Additives Engineering for High-Performance All-Inorganic Cs Based Perovskite Solar Cells

The emerging perovskite solar cells (PSCs) have made a breakthrough in the photovoltaic community. To date, the power conversion efficiencies (PCEs) of the single junction PSCs have been increasing from 3.8% in 2009 to the latest record of 25.7%. Despite the impressive PCEs of PSCs, the material instability and short device lifetime are the major obstacles of future commercialization. For conventional organic-inorganic hybrid PSCs, the presence of methylamine ions (MA⁺), formamidine ions (FA⁺) and other organic components causes poor thermal stability of the perovskite thin films due to the volatile nature of the organic components at 80 – 100 °C. The preparation of all-inorganic perovskites such as CsPbX₃ (X = I, Br) can prevent the use of the volatile organic components, which is believed to be the potential solution for enhancing the thermal stability of perovskite thin films. However, the photovoltaic performance of all-inorganic Cs based PSCs is still below the conventional type of organic-inorganic hybrid PSCs.
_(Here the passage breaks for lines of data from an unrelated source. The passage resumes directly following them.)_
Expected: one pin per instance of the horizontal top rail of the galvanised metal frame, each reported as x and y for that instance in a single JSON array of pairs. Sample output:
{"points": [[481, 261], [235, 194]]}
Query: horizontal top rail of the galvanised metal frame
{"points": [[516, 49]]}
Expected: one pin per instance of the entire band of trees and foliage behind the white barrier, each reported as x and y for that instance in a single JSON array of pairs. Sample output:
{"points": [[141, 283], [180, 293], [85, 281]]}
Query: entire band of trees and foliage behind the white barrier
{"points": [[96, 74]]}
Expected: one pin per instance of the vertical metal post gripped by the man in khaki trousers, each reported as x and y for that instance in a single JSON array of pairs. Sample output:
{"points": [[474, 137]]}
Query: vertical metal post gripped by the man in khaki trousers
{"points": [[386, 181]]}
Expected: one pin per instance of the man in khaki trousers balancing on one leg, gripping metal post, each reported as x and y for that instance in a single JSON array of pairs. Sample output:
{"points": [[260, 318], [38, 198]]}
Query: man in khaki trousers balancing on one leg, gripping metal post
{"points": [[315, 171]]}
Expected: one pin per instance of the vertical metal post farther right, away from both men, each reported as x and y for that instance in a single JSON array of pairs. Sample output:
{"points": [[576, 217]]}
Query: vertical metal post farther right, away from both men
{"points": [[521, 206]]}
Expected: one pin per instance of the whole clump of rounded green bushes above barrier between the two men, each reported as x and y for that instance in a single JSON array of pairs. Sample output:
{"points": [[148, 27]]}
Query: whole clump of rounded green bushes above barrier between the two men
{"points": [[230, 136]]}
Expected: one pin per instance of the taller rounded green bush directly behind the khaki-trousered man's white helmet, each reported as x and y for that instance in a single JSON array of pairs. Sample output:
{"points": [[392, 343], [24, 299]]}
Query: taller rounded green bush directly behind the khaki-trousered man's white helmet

The quality of the all-inorganic perovskite film is one of the important factors in determining the device efficiency and stability. In this work, the ionic liquids (ILs) are used as the additives during the preparation of CsPbI₂Br. It is found that the crystallization of CsPbI₂Br and its surface morphology are significantly enhanced by using the controlled amount of ILs. A systematical investigation has been performed on the materials and devices. The experimental results show that incorporation of ILs is an effective method to fabricate high-performance CsPbI₂Br based solar cells.